I’m personally excited by the LDW concept, particularly since my current company RainStor is nicely aligned as a repository that can hold unlimited amount of historical data (on Hadoop or other platforms) from an EDW or act as a front end to feed parsed and aggregated data into an EDW. Additionally our recent partnership announcement with Composite Software illustrates that corporations are waking up to the fact that new platforms and environments such as Hadoop can be used to supplement EDWs and support the concept of a LDW.

Where to from here? I predict that as Hadoop’s popularity grows, there will be a question around is an EDW even necessary? If raw data can be held inexpensively and in a more flexible environment like Hadoop, why bother paying what could be millions for traditional EDW infrastructure?

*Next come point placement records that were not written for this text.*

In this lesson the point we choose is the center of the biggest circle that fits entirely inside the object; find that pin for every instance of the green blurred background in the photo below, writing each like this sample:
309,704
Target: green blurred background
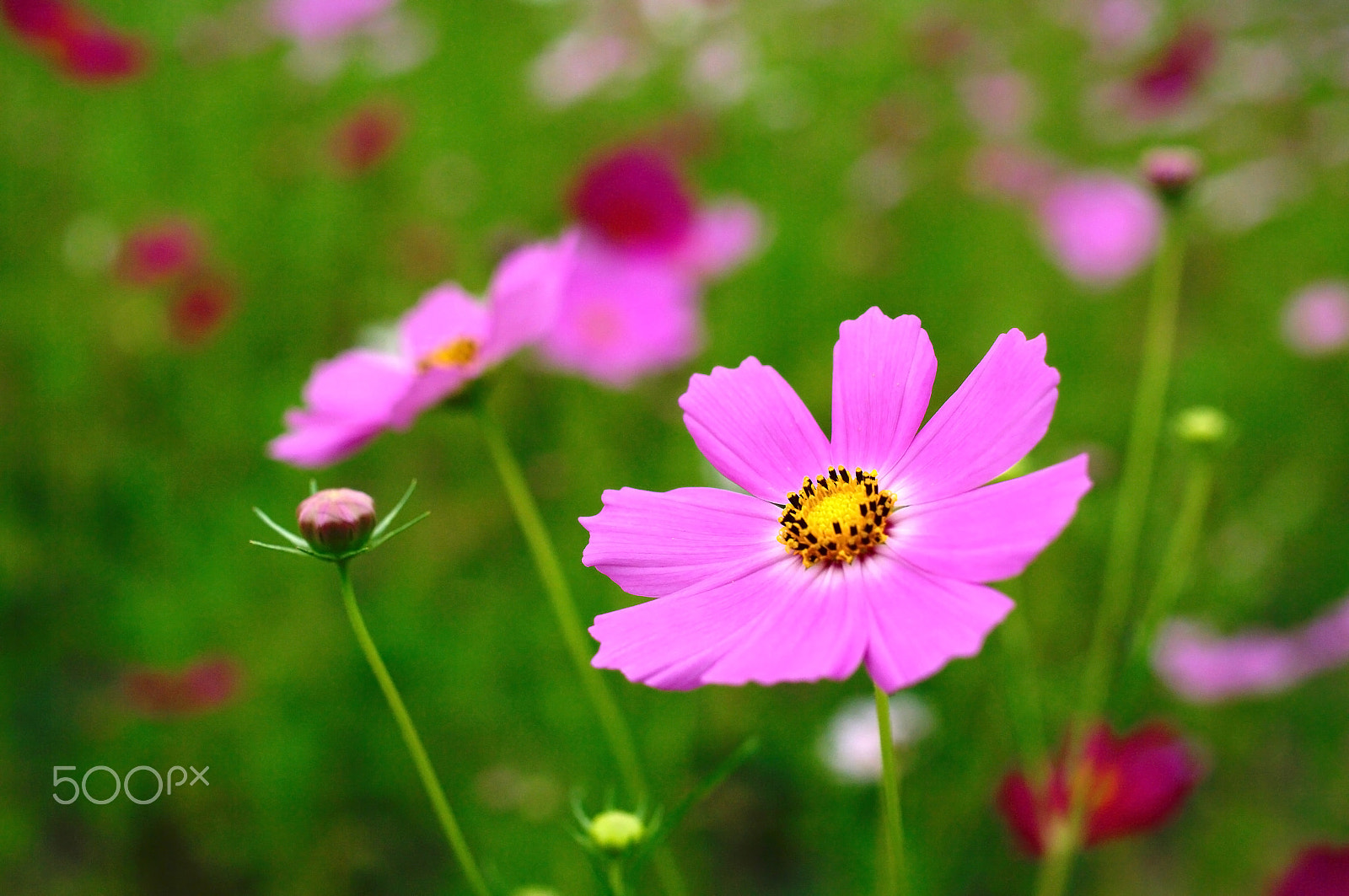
130,460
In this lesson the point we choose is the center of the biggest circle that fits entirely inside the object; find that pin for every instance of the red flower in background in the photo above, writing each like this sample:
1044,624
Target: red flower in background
366,138
155,254
78,44
199,308
202,686
1178,71
634,200
1133,784
1319,871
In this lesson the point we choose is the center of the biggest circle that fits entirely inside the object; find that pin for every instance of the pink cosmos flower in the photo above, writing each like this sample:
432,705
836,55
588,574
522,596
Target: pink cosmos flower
310,20
1204,667
867,548
632,305
444,341
159,253
1319,871
1099,228
1315,321
1135,783
202,686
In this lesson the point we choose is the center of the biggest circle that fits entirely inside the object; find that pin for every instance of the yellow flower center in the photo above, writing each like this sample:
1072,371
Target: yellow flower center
456,354
838,516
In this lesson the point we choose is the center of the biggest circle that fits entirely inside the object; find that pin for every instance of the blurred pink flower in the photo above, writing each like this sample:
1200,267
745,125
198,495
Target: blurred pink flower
622,318
159,253
310,20
200,307
366,138
1204,667
867,548
445,341
1315,321
1319,871
1099,228
632,304
202,686
76,42
1002,103
1175,74
1135,783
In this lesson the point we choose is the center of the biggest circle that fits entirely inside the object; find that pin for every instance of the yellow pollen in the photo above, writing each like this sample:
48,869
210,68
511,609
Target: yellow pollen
456,354
836,516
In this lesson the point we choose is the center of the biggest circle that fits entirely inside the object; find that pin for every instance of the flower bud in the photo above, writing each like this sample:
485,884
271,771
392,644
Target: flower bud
336,521
1171,170
615,831
1202,426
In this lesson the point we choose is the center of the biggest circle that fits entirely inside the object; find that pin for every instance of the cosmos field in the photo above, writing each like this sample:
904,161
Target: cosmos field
485,246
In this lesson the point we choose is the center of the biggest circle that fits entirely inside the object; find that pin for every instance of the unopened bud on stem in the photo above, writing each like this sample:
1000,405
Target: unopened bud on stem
615,831
1171,170
336,521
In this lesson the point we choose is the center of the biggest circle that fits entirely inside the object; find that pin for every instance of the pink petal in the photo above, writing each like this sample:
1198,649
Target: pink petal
652,544
992,534
919,621
755,429
312,440
524,294
722,236
357,384
752,622
883,381
443,316
622,316
997,415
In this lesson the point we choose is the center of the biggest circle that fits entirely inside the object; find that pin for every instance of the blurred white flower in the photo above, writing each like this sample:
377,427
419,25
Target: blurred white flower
852,743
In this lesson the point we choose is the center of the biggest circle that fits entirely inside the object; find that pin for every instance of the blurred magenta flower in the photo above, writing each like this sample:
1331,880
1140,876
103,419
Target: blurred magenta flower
1315,321
159,253
1319,871
867,548
1137,783
632,304
1099,228
76,42
366,138
1178,71
199,308
634,200
204,684
1207,668
314,20
444,341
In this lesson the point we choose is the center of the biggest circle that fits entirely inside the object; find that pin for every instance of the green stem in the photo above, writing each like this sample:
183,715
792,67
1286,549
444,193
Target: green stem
573,632
415,747
1023,689
890,797
1126,534
1175,564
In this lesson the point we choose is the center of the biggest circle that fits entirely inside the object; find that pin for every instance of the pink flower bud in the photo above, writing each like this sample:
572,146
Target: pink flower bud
1171,169
336,521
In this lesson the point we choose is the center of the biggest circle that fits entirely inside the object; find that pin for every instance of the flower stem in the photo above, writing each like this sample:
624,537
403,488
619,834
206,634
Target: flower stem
573,632
897,880
415,747
1126,534
1175,564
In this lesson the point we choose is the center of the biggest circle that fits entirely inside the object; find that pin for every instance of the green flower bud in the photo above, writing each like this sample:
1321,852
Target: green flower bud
336,521
1202,426
615,831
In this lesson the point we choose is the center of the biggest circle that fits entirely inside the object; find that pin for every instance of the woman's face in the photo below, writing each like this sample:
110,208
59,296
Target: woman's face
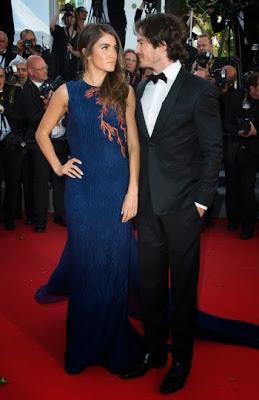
131,61
104,54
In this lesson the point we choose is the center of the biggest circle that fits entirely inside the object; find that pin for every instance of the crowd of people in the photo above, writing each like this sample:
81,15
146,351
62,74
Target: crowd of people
124,135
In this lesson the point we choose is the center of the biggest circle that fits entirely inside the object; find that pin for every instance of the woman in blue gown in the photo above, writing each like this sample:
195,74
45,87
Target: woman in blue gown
100,200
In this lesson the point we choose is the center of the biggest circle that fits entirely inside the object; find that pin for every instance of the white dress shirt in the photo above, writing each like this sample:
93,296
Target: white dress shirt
154,96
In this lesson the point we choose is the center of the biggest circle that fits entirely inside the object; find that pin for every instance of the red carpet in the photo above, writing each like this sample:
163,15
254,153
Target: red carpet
32,336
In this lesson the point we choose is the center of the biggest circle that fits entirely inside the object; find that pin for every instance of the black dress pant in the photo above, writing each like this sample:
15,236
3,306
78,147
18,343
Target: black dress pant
10,173
169,242
37,174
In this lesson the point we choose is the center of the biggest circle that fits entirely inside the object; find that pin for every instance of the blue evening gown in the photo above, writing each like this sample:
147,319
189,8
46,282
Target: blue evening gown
100,247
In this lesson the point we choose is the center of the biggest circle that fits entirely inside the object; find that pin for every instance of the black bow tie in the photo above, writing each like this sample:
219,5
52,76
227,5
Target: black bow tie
154,78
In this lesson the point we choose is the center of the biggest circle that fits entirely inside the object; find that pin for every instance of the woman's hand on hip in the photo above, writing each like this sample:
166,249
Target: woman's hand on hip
70,169
129,207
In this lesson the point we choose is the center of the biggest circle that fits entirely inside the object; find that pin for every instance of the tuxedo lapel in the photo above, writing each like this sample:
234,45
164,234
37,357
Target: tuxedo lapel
169,102
139,111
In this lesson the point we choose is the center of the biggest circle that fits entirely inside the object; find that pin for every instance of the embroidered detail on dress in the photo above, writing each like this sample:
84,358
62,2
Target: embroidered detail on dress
110,131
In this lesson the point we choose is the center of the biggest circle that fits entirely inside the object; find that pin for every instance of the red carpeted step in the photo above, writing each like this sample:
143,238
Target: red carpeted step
32,336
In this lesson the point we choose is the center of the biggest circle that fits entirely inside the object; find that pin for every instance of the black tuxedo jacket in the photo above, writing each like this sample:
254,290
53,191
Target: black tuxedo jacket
30,109
9,56
118,18
181,161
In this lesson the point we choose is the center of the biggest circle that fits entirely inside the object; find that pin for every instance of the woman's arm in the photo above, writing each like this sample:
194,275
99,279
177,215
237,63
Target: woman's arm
130,204
55,110
54,21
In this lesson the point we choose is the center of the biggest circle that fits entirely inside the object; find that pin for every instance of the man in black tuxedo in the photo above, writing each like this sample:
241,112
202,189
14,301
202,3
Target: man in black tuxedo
6,56
181,152
36,170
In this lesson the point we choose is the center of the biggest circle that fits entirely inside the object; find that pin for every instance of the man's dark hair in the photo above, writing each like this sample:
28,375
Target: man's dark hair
252,80
165,28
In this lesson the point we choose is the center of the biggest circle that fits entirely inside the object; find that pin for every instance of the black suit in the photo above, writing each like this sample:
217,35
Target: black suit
179,166
10,154
118,18
36,170
8,57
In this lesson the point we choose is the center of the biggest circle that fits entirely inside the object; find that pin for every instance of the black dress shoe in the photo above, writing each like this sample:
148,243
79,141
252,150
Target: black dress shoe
232,226
29,221
175,379
39,228
9,226
60,220
144,365
247,234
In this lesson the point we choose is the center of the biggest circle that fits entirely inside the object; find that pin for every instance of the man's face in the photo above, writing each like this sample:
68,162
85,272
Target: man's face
3,42
2,78
149,57
104,54
38,70
22,73
254,91
204,45
82,14
29,36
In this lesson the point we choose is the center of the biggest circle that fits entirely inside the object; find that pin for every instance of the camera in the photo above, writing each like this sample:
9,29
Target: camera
14,142
10,76
68,10
27,44
220,77
150,6
45,89
244,122
203,59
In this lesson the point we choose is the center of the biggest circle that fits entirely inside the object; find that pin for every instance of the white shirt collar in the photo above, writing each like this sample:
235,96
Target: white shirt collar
38,84
172,70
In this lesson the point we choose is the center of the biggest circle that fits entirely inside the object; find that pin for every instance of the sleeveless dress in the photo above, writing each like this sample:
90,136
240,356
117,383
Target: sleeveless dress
100,247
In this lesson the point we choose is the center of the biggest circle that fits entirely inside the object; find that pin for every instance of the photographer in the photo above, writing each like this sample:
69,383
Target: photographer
32,104
5,54
22,71
27,45
240,118
11,146
64,48
204,59
242,18
81,15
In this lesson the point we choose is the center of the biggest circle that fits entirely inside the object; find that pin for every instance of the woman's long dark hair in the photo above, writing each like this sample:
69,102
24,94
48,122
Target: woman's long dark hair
114,89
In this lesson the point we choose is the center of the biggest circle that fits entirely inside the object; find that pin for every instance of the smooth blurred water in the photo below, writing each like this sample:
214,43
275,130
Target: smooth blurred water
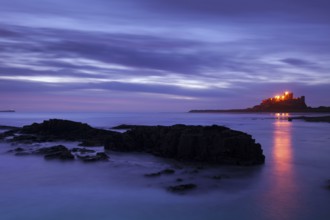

Replacing EDW’s with all the skills, investment and backing of mega-vendors who have major technical and political backers within large enterprise organizations does not happen overnight, or even over a couple of years. New startups and those championing Hadoop will have to prove that their products are secure, scalable and enterprise-grade. They must also overcome skills shortages and the religious zeal in which DBAs and others have their careers and skills coupled to popular databases that are the foundation for EDWs.